Not all things in the Universe are "ordered". Cream poured into a cup of coffee and stirred does not become "ordered". On the other hand, consider snowflakes. If one could examine every snowflake in a snowbank (very disordered) one would be very unlikely to see two that were the same. Search, or have students search: "Fibonacci numbers in nature" and you/they will find an extraordinary number of "ordered" phenomena, but the fundamental Fibonacci number: (1 + sqrt(5))/2 = is irrational, which means it has no repeating decimal sequence. So in "Nature" you can find order imbedded within disorder and disorder imbedded within order. An interesting exploration.

Vince Calder


In my opinion this is more a philosophical question than a science question. You can get a lot of arguments about whether or not there is some systematic order in nature - also in my opinion there is not.

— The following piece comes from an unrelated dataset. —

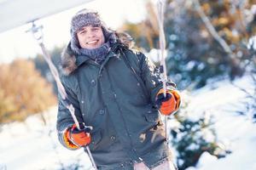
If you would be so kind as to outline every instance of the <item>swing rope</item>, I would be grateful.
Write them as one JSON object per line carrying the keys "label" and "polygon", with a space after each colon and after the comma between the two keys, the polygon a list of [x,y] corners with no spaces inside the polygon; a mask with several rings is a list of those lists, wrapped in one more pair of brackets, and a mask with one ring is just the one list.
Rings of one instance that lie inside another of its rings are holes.
{"label": "swing rope", "polygon": [[[166,36],[164,31],[164,11],[165,11],[165,0],[159,0],[157,3],[157,20],[159,25],[159,44],[160,44],[160,73],[161,79],[163,82],[164,96],[166,97],[166,82],[167,82],[167,71],[166,71],[166,58],[164,55],[166,48]],[[168,132],[168,123],[167,116],[165,116],[165,130],[166,130],[166,138],[167,144],[169,144],[169,133]]]}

Evolution is messy and does not lead to any particular goal or design. Nature IS beautiful, and things do fit together in amazing ways. The beauty is in the complexity of relationships and numbers of species, the chaos of nature is itself beautiful. "Natural order" like "balance" is not terminology present day ecologists are likely to use, current thinking is more on the lines of dynamics and change.

J. Elliott


Everything in nature as in the rest of the world has a cause and effect and works together perfectly. Try explaining to them the "circle of life." Here are some examples. Walnut trees drop their walnuts to the ground. Squirrels eat the nuts which help to fatten them up for the winter months to survive. The squirrels will burry extra nuts to dig up later, but often they are never found again. Those nuts then grow underground and turn into a large walnut tree. This tree provides shelter and safety for the squirrel and many other animals. When this tree gets large enough, it will drop walnut seeds and the whole circle continues. Other example is that plants flower in spring or fall. Insects fly from flower to flower, gathering pollen on their legs and taking it to female plants. The plant can then form seeds. Some of those seeds get stuck on animals as they brush by them, then later brushed off somewhere else where they can then be buried into the ground to grow into a new plant. Decomposition of the dying plants along with waste from animals helps to fertilize the new plant, causing it to grow into a new large plant. Sometimes the animals can eat its leaves or its fruit, providing sustenance for them, or providing perches for songbirds, or if it is a larger plant, for birds of prey to sit at and look for food. I hope this helps you!